I'd love to do what you do.

And that started a relationship that is now thirty years strong.

Was that your first client.

He was the first person that kind of entrusted us to build a car for him and to load it in a trailer and take him racing.

Wow, wait, how old were you then?

I was nineteen nineteen.

So does he still have that car build?

He doesn't have that car anymore, but another one of my clients owns it in Sweden.

So that's considered the first rod Emory Porsche build.

Well, my fifty three, the car that I built for myself, is really for a client, for a client. That's the first one that was built that I like, you know, maintained and hoarded all that.

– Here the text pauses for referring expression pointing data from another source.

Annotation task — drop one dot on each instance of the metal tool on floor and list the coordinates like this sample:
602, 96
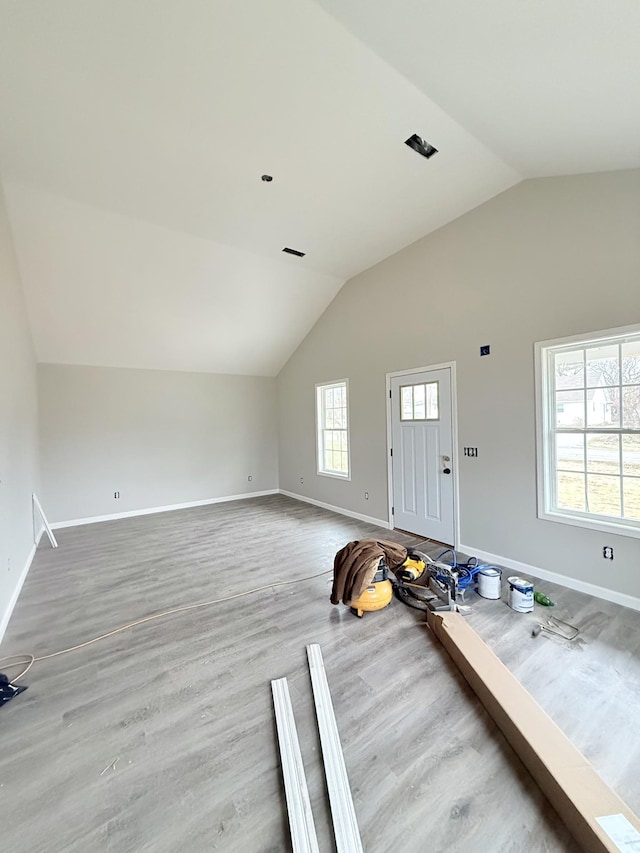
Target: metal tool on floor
556, 627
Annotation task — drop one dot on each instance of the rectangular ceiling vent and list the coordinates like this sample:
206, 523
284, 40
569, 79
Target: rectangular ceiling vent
421, 146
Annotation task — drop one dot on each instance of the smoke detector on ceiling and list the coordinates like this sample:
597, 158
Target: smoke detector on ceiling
421, 146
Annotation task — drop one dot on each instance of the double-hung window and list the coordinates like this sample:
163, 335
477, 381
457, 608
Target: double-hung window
332, 411
589, 430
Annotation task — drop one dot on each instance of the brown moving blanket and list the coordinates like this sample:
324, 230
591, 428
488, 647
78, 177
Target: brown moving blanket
355, 565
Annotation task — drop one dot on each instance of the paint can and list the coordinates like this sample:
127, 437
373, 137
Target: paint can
490, 583
520, 595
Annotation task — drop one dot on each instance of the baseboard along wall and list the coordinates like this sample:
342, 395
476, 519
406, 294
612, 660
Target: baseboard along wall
6, 616
379, 522
95, 519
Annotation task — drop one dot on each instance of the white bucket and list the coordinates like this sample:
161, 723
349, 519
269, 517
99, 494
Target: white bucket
490, 583
520, 595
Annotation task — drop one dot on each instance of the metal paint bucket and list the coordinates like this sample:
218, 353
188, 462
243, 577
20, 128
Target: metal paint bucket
520, 594
490, 583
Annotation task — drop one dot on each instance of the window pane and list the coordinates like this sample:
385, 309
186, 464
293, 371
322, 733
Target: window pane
631, 455
570, 491
570, 451
569, 369
603, 495
570, 408
603, 454
603, 407
406, 403
631, 487
631, 363
433, 403
603, 366
419, 411
631, 407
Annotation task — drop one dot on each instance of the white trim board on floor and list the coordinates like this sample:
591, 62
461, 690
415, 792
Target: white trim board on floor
562, 580
379, 522
6, 616
151, 510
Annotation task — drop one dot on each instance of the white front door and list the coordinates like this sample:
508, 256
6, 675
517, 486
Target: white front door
422, 454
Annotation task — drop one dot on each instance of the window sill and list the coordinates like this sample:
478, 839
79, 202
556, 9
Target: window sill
334, 476
592, 524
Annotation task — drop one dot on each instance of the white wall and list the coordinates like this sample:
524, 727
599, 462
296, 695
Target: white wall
18, 427
158, 437
548, 258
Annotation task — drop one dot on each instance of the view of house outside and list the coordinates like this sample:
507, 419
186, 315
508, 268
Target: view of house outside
597, 429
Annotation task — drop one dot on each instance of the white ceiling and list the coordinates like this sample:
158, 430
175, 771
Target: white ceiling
133, 136
551, 86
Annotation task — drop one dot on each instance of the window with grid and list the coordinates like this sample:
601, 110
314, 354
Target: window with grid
332, 405
589, 430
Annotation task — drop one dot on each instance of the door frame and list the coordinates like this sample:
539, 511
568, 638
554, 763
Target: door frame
454, 428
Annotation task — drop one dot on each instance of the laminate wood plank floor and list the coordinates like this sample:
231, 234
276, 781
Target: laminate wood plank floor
162, 738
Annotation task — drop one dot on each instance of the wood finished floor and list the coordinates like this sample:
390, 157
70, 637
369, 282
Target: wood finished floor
185, 705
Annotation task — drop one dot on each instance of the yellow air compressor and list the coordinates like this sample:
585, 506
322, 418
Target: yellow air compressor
380, 591
377, 595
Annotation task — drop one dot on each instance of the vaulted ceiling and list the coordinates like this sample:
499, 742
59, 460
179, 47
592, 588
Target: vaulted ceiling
133, 138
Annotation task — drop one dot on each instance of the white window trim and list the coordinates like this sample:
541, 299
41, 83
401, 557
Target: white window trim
319, 471
544, 487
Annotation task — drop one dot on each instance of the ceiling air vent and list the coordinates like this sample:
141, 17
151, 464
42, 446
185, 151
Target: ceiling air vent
421, 146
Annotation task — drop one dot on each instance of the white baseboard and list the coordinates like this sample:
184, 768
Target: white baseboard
563, 580
151, 510
6, 616
340, 510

That is a truly special aspect of the car community. To know where that car is and to be in touch with a new owner. On that note, do you still have the car you built for yourself, the fifty three three fifty six?

No?

Oh, I know, that's a whole nother story. That's a great story though.

That's all right, Yeah, you hear it out.

So the vintage racing stuff continued. Just people from all different walks of life would come to me and you know, want to go vintage racing, and so I build cars for them and take them racing. And so that was the business. And I was racing with them and against them in my little fifty three portie. But our clients wanted to also go experience the higher level side of racing. So we put up program together and ran a new GT three in the what was then called the Rolex now it's the EMS series. And I was one of the drivers and my co driver was an amputee. He was a guy that I raced motocross with when I was a kid, but he had lost his leg racing motocross and he didn't have any insurance when he lost his leg, and his soul was crushed and so hospital.

Bills are expensive, crazy insurance.

So this is about two thousand and two.

So my clients and I kind of got together and we got him rehabilitated, got him a new prosthetic limb, and then I took him through the same racing program that I went through when I was sixteen, and said, look, instead of racing motocross, let's go race cars. And we did like the twenty five hours up Thunderhill, we did eight hours of Portland. We did a bunch of like, you know, enduro type stuff just to get him some experience and.

DUA meaning endurance racing for those listening, Yeah.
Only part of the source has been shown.